Furthermore: Where the Headlines Take You
Surgical teams in three quarters of Oregon hospitals have started using a simple tool to make operations safer, and it’s cut down on mistakes by 30%! This new tool is a short checklist developed by the World Health Organization (though we have our own version in Oregon), and it gives nurses, technicians, and doctors a methodical way to make sure they have all their ducks in a row. Do we all know each other by name? Check! Do we have the right patient and do we know what operation we’re performing? Check! Does this person have any allergies? Check! Have we removed all the sponges, surgical towels, needles, and instruments we used in this person’s body? Check!
Are you fascinated to learn more about how this works? I’ve got the book for you: The Checklist Manifesto, by Atul Gawande (a surgeon and professor at Harvard Medical School who also writes for The New Yorker). Gawande examines checklists in construction, investing, aviation and other fields, but he focuses on checklists in his own profession, medicine. Here’s what I found most fascinating: research has shown that surgeons are so rock star-like that it’s hard for other members of a surgical team to interrupt if they notice something’s amiss. It’s too intimidating! But, when people are polite and friendly, it makes that interruption feel collegial instead of confrontational – that is, if everyone has to say “Hi everyone, I’m Dr. So-and-so and I’m the anesthesiologist” (or whatever), they’re more likely to speak up when something’s wrong.
Safety checklists were first developed in aviation, and even those of us who have never once fantasized about being behind the controls of a jet airplane have seen this in action. Before takeoff in every commercial flight, flight attendants (whose main job is promoting safety, although they will also get you a ginger ale if you ask nicely) take their passengers through a miniature safety training.
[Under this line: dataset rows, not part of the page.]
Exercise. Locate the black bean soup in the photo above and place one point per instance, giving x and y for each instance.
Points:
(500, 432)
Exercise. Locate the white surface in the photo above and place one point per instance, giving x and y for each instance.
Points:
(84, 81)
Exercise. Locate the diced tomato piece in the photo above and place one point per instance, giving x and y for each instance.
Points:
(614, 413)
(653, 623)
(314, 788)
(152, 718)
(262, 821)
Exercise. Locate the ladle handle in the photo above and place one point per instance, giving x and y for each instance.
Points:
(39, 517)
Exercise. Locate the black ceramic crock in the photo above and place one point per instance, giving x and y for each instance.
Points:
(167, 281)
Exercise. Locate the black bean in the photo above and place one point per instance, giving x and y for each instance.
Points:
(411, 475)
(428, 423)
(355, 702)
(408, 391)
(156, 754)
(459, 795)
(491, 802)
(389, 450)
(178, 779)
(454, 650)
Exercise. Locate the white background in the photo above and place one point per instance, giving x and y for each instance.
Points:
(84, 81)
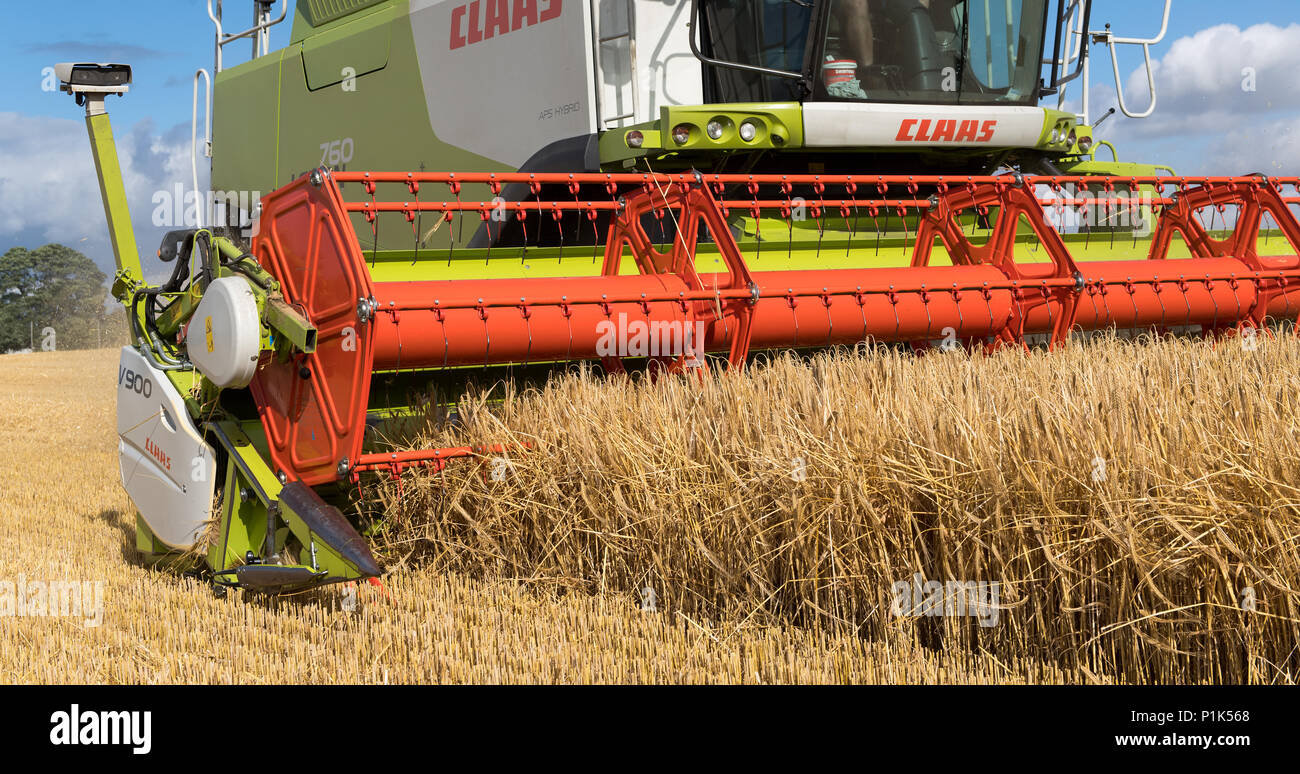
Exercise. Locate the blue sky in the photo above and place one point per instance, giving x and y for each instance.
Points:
(1204, 121)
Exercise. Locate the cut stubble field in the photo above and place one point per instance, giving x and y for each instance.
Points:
(771, 514)
(65, 517)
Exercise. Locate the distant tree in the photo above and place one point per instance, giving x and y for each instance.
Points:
(52, 286)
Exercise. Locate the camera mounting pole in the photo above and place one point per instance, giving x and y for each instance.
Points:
(90, 83)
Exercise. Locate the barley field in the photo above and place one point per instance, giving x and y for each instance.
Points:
(1134, 504)
(64, 517)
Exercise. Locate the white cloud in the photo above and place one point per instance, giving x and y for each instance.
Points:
(1269, 147)
(50, 191)
(1205, 122)
(1218, 78)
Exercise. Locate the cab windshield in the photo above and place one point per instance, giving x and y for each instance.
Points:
(932, 51)
(897, 51)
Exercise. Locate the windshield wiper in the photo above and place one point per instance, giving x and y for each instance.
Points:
(718, 63)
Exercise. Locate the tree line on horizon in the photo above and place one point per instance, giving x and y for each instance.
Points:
(56, 298)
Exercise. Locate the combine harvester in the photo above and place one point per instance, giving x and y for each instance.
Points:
(649, 185)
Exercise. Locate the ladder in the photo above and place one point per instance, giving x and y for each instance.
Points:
(599, 42)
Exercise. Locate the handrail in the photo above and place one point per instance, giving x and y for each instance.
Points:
(1112, 40)
(194, 133)
(224, 38)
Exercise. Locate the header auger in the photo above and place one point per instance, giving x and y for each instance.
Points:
(313, 405)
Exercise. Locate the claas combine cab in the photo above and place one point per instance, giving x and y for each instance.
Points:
(480, 186)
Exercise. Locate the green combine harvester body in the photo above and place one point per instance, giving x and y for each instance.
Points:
(741, 174)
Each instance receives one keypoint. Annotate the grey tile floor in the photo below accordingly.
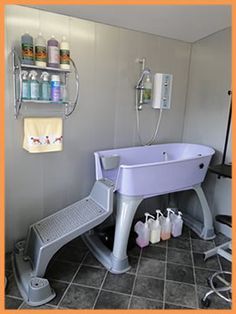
(169, 275)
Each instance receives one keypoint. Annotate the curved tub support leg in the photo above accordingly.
(204, 230)
(126, 209)
(116, 261)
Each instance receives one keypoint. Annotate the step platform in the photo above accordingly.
(47, 236)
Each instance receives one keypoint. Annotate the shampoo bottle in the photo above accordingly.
(40, 51)
(25, 86)
(55, 88)
(143, 231)
(64, 54)
(166, 226)
(53, 53)
(45, 90)
(34, 85)
(177, 225)
(155, 233)
(27, 49)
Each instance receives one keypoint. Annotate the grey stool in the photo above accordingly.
(223, 277)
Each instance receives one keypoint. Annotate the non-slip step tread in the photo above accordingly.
(69, 219)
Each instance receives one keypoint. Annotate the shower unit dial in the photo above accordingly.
(162, 91)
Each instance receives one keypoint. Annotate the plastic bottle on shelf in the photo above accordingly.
(64, 54)
(177, 225)
(25, 85)
(40, 51)
(147, 92)
(143, 231)
(45, 89)
(166, 226)
(55, 88)
(27, 49)
(155, 233)
(53, 52)
(34, 85)
(64, 93)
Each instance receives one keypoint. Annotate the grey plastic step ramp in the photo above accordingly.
(47, 236)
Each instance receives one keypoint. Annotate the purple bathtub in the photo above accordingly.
(154, 170)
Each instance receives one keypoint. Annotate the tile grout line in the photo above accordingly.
(58, 304)
(194, 274)
(100, 289)
(135, 279)
(165, 275)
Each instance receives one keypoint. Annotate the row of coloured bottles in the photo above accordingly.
(32, 89)
(161, 228)
(50, 53)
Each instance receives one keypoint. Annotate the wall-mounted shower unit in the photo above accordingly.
(154, 90)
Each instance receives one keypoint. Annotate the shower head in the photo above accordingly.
(140, 81)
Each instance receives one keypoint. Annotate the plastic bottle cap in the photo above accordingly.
(33, 75)
(45, 76)
(24, 75)
(55, 78)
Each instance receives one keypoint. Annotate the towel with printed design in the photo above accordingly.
(43, 135)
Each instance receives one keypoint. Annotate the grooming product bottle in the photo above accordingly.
(45, 88)
(64, 93)
(53, 53)
(27, 49)
(155, 233)
(166, 226)
(25, 85)
(34, 85)
(177, 225)
(143, 231)
(55, 88)
(64, 54)
(40, 51)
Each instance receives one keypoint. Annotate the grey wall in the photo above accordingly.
(207, 113)
(40, 184)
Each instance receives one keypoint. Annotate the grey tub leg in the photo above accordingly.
(126, 208)
(116, 261)
(204, 230)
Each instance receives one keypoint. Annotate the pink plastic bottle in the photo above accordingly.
(53, 53)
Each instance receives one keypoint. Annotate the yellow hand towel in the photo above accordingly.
(42, 135)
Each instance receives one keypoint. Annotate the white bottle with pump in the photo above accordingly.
(155, 233)
(166, 226)
(143, 231)
(177, 225)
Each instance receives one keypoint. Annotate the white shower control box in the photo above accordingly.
(162, 87)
If that doesn’t do it, you can always review the information in the safety card in your seat pocket. Eric Ericson and Johan Pihl’s Design for Impact explains the history of airline safety cards, and reproduces hundreds of elegant, amusing, and instructive examples from the last fifty years of safer flying.
Everyone knows that scientists have to follow careful safety protocols – Professor Max Axiom, Super Scientist teaches kids the basics of science experiment safety measures in Lessons in Science Safety. This helpful comic from Donald B. Lemke, Thomas K. Adamson, Tod Smith and Bill Anderson gets readers ready to learn basic lab science safely with sections on preparing for the lab, working safely, handling accidents, and cleaning up. Entertaining and instructional!